How many kilograms we would scrub, I really find it difficult to say, because first of all, the potatoes were piled up in a general heap and [those already] scrubbed were put into a special barrel. The barrels were certainly bigger than those used to transport herring. I don’t remember anymore, but we had to fill three or four of them with scrubbed potatoes. Anyway, it depended on the number of people currently in the transit camp.

In the potato room, as I have already pointed out, there were six people working all the time, and some Russians helped on the side. From the locals, as I recall, Wojdowa, Helena Powierska, Chabowska and Kucińska worked there. Chabowska has been dead for many years; she was the oldest of the people working there. As for Kucińska, she helped us with the scrubbing, but she was often reallocated to work in the laundry room.

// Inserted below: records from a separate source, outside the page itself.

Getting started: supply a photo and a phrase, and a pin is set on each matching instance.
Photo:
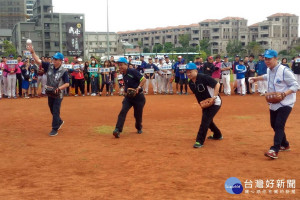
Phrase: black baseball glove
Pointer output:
(53, 92)
(131, 92)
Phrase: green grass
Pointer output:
(104, 130)
(242, 117)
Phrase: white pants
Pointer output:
(159, 81)
(1, 81)
(43, 81)
(241, 86)
(168, 88)
(226, 84)
(4, 85)
(297, 76)
(153, 82)
(262, 86)
(11, 85)
(252, 86)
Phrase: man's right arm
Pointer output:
(34, 56)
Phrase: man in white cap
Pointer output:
(280, 79)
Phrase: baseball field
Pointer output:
(85, 162)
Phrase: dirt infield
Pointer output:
(84, 161)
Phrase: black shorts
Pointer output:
(183, 81)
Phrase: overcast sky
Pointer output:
(140, 14)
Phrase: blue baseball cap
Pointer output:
(58, 56)
(122, 60)
(191, 66)
(270, 54)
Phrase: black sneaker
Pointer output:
(53, 133)
(198, 145)
(211, 137)
(62, 123)
(116, 133)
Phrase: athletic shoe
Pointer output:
(116, 133)
(62, 123)
(53, 133)
(211, 137)
(282, 148)
(272, 154)
(198, 145)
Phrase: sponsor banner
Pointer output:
(135, 62)
(11, 62)
(67, 66)
(149, 71)
(120, 76)
(93, 69)
(104, 70)
(74, 39)
(182, 66)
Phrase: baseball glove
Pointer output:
(131, 92)
(275, 97)
(53, 92)
(207, 103)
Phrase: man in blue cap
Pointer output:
(133, 81)
(205, 87)
(261, 69)
(280, 79)
(57, 81)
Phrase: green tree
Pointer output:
(146, 50)
(168, 47)
(184, 40)
(254, 48)
(234, 47)
(157, 48)
(9, 49)
(205, 46)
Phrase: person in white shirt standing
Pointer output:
(11, 69)
(225, 70)
(281, 80)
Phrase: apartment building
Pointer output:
(12, 12)
(149, 37)
(51, 32)
(96, 44)
(278, 32)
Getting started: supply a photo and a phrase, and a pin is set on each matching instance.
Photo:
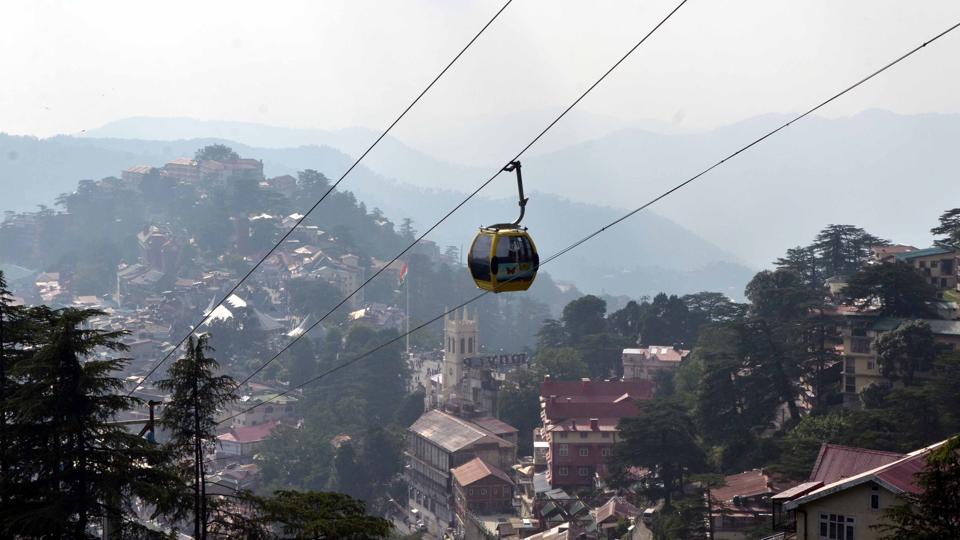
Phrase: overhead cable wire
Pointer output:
(468, 197)
(356, 162)
(617, 221)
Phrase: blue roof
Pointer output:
(928, 252)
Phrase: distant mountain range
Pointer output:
(891, 174)
(641, 257)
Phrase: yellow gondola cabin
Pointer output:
(503, 259)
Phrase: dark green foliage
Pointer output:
(314, 515)
(661, 438)
(197, 395)
(584, 316)
(906, 350)
(899, 289)
(934, 513)
(842, 249)
(72, 467)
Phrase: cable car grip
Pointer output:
(515, 166)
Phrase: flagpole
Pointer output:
(407, 284)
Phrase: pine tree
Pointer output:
(197, 395)
(73, 466)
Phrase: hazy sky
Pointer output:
(69, 66)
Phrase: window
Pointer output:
(861, 346)
(479, 258)
(836, 527)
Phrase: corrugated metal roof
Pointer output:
(452, 433)
(835, 462)
(477, 469)
(928, 252)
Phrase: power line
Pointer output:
(614, 222)
(468, 197)
(330, 190)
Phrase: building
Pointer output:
(243, 441)
(580, 420)
(136, 174)
(834, 463)
(438, 442)
(852, 507)
(644, 363)
(616, 510)
(742, 503)
(937, 264)
(183, 169)
(461, 333)
(277, 407)
(482, 489)
(860, 366)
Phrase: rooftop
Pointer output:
(746, 484)
(660, 352)
(928, 252)
(939, 327)
(477, 469)
(836, 462)
(897, 477)
(452, 433)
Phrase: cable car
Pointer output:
(503, 257)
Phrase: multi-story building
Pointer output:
(482, 489)
(580, 421)
(938, 265)
(645, 362)
(438, 442)
(861, 368)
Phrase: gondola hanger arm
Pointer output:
(515, 166)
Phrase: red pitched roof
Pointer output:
(897, 477)
(477, 469)
(616, 507)
(836, 462)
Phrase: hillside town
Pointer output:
(464, 474)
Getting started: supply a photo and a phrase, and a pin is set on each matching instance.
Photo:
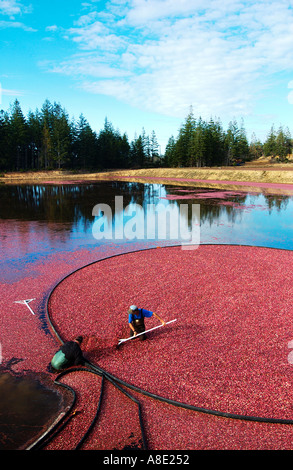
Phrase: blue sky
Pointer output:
(143, 63)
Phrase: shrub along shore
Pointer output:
(258, 176)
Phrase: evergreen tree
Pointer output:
(270, 145)
(170, 152)
(5, 156)
(255, 147)
(137, 152)
(85, 145)
(18, 137)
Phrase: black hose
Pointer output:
(193, 407)
(115, 381)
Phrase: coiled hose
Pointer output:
(115, 381)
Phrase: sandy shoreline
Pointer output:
(269, 178)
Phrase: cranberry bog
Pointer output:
(219, 378)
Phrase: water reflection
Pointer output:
(38, 219)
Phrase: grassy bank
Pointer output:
(276, 174)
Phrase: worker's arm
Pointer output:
(132, 328)
(160, 319)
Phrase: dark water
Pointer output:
(27, 407)
(40, 219)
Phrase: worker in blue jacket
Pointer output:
(136, 318)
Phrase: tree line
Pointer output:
(48, 139)
(206, 143)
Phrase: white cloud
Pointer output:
(13, 7)
(164, 55)
(16, 24)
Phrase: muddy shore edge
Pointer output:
(257, 177)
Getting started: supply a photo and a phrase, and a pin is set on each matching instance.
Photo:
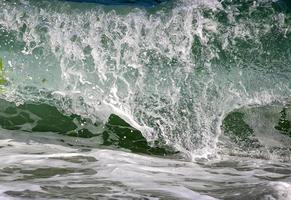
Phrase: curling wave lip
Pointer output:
(139, 3)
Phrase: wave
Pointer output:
(173, 72)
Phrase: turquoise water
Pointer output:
(177, 100)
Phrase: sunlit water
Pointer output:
(160, 100)
(38, 170)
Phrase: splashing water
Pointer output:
(172, 72)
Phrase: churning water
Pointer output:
(181, 99)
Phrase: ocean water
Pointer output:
(180, 99)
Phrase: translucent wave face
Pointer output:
(172, 73)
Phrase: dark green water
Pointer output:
(157, 100)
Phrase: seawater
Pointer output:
(177, 100)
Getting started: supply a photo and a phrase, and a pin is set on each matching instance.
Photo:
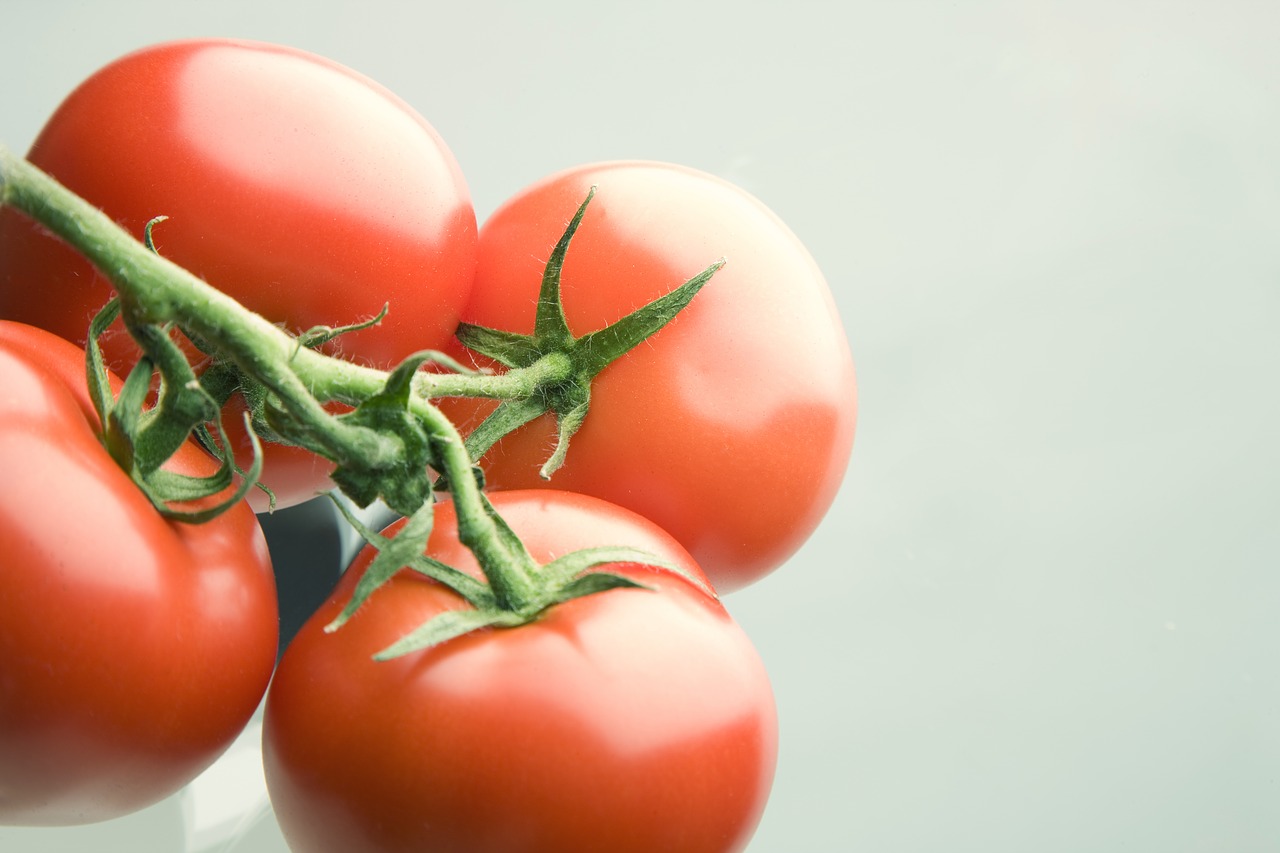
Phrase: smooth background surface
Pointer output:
(1043, 611)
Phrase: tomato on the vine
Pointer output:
(300, 187)
(731, 427)
(630, 721)
(132, 648)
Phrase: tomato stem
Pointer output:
(155, 291)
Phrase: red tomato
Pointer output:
(627, 721)
(732, 427)
(300, 187)
(133, 649)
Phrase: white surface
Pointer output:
(1042, 614)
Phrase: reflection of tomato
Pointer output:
(302, 188)
(629, 721)
(732, 427)
(132, 649)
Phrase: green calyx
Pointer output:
(568, 363)
(392, 443)
(141, 437)
(517, 589)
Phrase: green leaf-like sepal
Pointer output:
(401, 482)
(510, 349)
(563, 571)
(320, 334)
(405, 551)
(567, 392)
(448, 625)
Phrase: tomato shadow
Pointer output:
(309, 553)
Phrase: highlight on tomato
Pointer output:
(731, 428)
(630, 720)
(133, 648)
(306, 191)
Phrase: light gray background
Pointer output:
(1042, 614)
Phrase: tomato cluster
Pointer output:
(133, 647)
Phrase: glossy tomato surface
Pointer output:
(732, 427)
(300, 187)
(132, 649)
(627, 721)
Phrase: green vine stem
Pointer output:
(154, 290)
(394, 437)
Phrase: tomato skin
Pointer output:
(297, 186)
(133, 649)
(626, 721)
(732, 427)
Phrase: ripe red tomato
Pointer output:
(133, 649)
(300, 187)
(732, 427)
(627, 721)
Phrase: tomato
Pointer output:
(297, 186)
(732, 427)
(627, 721)
(133, 649)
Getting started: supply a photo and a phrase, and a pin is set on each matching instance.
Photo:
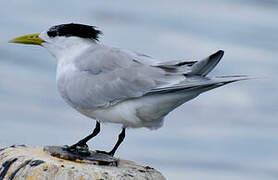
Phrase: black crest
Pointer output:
(79, 30)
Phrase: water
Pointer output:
(227, 133)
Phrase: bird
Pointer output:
(115, 85)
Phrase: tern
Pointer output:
(115, 85)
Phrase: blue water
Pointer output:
(227, 133)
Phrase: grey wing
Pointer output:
(108, 76)
(111, 76)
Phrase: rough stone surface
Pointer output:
(32, 163)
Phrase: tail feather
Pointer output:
(203, 67)
(201, 84)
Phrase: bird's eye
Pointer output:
(52, 33)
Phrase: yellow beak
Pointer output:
(28, 39)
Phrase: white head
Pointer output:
(63, 38)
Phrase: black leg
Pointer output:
(82, 144)
(121, 137)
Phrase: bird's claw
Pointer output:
(104, 152)
(82, 149)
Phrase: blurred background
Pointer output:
(227, 133)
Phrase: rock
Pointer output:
(33, 163)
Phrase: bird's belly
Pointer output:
(147, 111)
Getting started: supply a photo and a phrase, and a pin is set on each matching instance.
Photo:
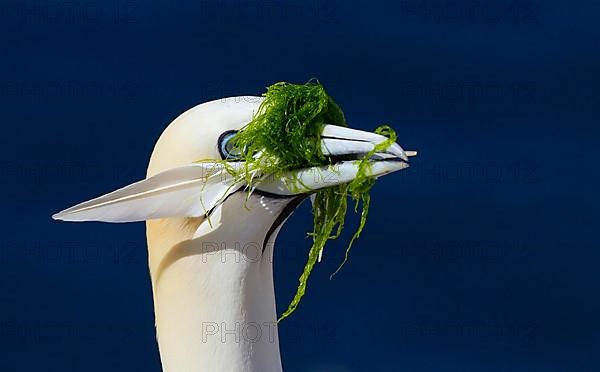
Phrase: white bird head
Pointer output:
(195, 208)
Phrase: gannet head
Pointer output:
(190, 197)
(183, 181)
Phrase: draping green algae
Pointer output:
(284, 135)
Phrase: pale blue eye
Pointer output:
(227, 147)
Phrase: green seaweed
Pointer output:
(284, 135)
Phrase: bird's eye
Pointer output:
(228, 148)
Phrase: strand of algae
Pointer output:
(286, 135)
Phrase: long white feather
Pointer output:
(188, 191)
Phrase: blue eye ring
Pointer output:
(227, 150)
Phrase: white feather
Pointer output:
(188, 191)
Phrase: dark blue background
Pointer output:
(482, 256)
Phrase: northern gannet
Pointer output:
(212, 277)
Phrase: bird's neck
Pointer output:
(213, 289)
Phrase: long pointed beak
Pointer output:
(344, 147)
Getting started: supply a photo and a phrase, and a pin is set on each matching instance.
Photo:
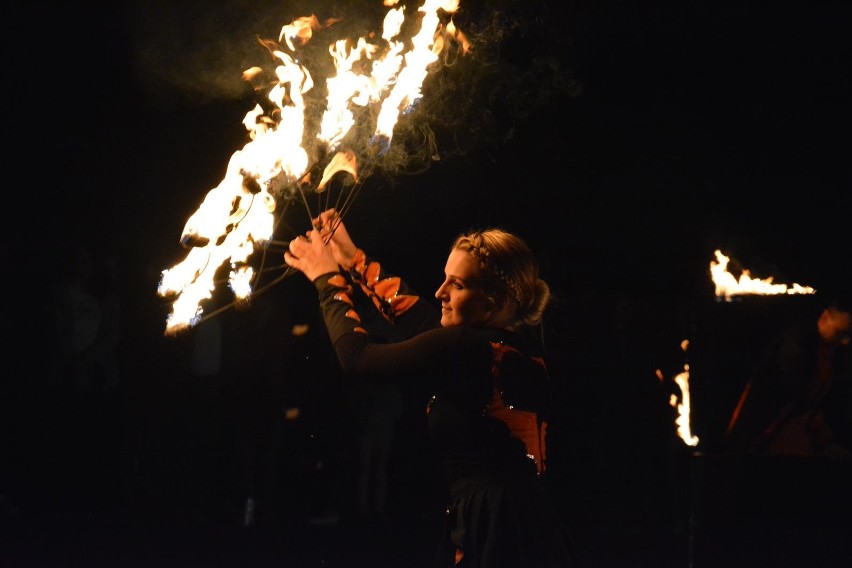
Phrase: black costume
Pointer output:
(797, 401)
(487, 417)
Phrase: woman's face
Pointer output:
(463, 302)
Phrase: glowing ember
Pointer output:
(375, 83)
(728, 286)
(682, 404)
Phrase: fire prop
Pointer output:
(375, 81)
(682, 403)
(727, 286)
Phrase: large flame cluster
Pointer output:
(383, 76)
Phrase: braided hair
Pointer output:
(509, 271)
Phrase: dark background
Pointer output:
(625, 142)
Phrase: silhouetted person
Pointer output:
(84, 379)
(379, 408)
(798, 401)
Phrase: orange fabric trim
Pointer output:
(338, 280)
(387, 288)
(344, 297)
(352, 314)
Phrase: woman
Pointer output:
(487, 414)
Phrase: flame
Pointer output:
(237, 216)
(683, 403)
(728, 286)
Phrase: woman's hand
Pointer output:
(334, 231)
(311, 255)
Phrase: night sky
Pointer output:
(625, 141)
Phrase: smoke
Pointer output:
(195, 51)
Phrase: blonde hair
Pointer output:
(509, 271)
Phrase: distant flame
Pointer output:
(237, 215)
(682, 403)
(728, 286)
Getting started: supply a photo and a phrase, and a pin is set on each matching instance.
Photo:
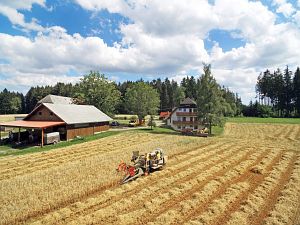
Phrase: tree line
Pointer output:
(278, 94)
(138, 97)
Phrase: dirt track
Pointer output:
(251, 175)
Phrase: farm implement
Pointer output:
(142, 164)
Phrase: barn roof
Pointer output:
(55, 99)
(72, 114)
(188, 101)
(31, 124)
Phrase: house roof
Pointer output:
(163, 114)
(55, 99)
(31, 124)
(188, 101)
(72, 114)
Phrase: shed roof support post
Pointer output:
(0, 135)
(42, 141)
(19, 135)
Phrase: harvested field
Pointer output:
(251, 175)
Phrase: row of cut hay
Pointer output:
(261, 167)
(219, 206)
(165, 191)
(274, 132)
(185, 208)
(62, 184)
(94, 149)
(257, 199)
(166, 197)
(176, 171)
(285, 209)
(109, 142)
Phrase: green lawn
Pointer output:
(263, 120)
(8, 150)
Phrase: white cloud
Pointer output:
(163, 37)
(284, 7)
(297, 18)
(9, 8)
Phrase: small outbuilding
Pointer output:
(59, 114)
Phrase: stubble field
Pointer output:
(250, 175)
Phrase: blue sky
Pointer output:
(44, 41)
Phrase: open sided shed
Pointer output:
(61, 115)
(40, 125)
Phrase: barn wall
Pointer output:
(101, 128)
(43, 114)
(85, 129)
(73, 132)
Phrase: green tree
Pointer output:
(178, 94)
(142, 99)
(209, 99)
(288, 89)
(95, 89)
(296, 91)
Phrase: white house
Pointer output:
(185, 116)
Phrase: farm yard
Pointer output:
(249, 175)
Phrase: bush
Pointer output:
(151, 123)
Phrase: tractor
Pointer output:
(142, 164)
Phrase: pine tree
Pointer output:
(296, 91)
(288, 89)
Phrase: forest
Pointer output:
(278, 94)
(114, 98)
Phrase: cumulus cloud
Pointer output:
(163, 37)
(284, 7)
(9, 8)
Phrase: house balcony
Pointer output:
(186, 114)
(175, 122)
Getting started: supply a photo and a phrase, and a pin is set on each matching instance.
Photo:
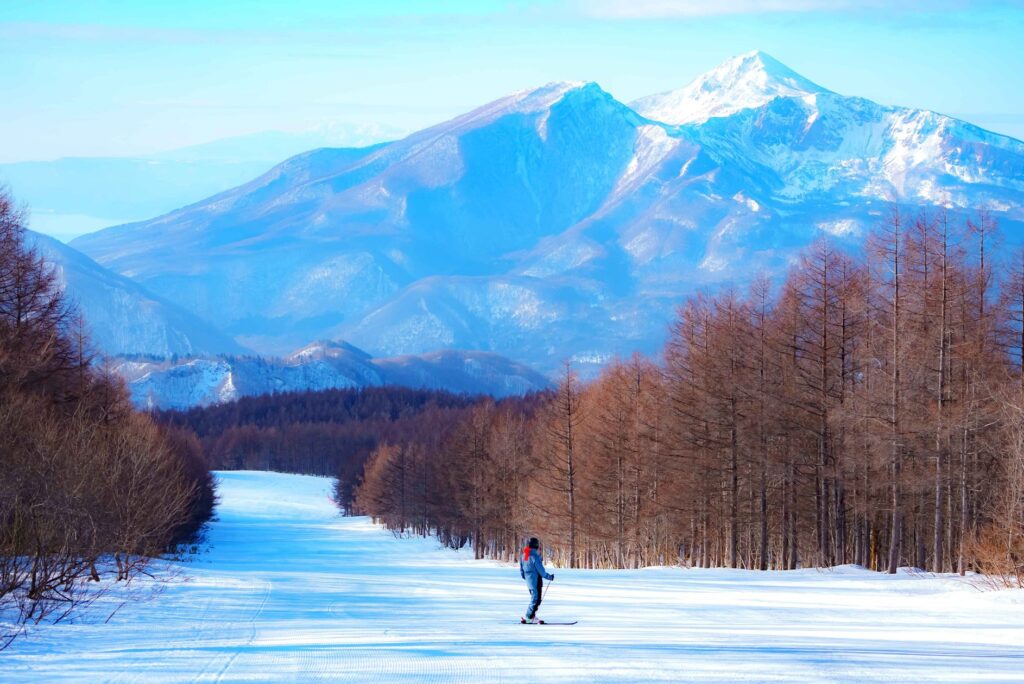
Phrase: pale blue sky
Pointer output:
(117, 77)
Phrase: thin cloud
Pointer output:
(626, 9)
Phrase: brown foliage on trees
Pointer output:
(86, 483)
(868, 412)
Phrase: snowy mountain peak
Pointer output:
(742, 82)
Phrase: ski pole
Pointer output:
(550, 582)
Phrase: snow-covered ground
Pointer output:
(290, 591)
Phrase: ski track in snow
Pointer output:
(290, 591)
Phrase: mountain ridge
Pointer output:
(557, 222)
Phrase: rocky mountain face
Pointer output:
(179, 383)
(558, 223)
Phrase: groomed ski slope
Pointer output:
(290, 591)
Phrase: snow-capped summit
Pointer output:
(553, 223)
(743, 82)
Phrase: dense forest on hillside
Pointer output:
(329, 432)
(867, 410)
(90, 488)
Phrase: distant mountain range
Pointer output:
(179, 383)
(76, 195)
(557, 223)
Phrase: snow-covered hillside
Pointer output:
(121, 316)
(184, 382)
(559, 222)
(289, 591)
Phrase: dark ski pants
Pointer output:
(536, 593)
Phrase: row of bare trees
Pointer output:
(868, 411)
(88, 486)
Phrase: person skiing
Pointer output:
(531, 569)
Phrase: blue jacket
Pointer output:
(531, 567)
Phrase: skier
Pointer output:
(531, 569)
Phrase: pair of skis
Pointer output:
(522, 621)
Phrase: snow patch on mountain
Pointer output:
(744, 82)
(180, 383)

In my camp, from what I can guess, about 30 people worked in the laundry, potato room, cleaning and de-lousing. I also recall that Jadwiga Barska, now Lipińska, from Iłowo, also worked in the kitchen. She lives on Sienkiewicz Street. Lipińska worked in the second kitchen, because I should point out that there were two kitchens in the transit camp—one at the bottom, just for the camp, the other at the top, for the German staff. It is difficult to say how many dinners were served by the top kitchen, and how many [by the bottom]. I cannot say exactly because of the fact that the number of people in the camp varied, and it happened that we would cook for a thousand, and sometimes even for three thousand people. Of this I’m absolutely sure.

In my estimation, in the hospital, and thus in the room with infants aged up to seven months, there were about 11 infants on the day of the liberation. The hospital doctor was Knappe, whose first name I don’t remember. His wife also worked there. I don’t know what the children were given to eat. I would imagine that Dr Knappe could give you a better idea.

Similarly, I can’t say anything about the mortality rate of the children, although in terms of the elderly it was extensive, and the deceased were thrown into a barrack specifically designed for this purpose. Where the dead were buried, Franciszek Krokowski, the camp’s carter at that time may well be able to say. I only know that there were also mass graves in the Roman Catholic cemetery.

To my knowledge, the children who were in the hospital were children whose mothers had given birth in the transit camp and left for work after the birth of the children. I don’t recall if after the liberation, in the area of the former transit camp, the nuns took care of the children. In giving the number of other children in the camp, I meant mainly those children who were split up, or rather, taken away to be brought up by the local community. Even I myself had intended to take one of the children, but in view of the fact that I was a young lady at the time, I changed my mind, especially as there were a lot of volunteers who had settled families. Five of these children are definitely still in Iłowo. I don’t know anything more about the children’s camp and have testified to everything that I know in this regard.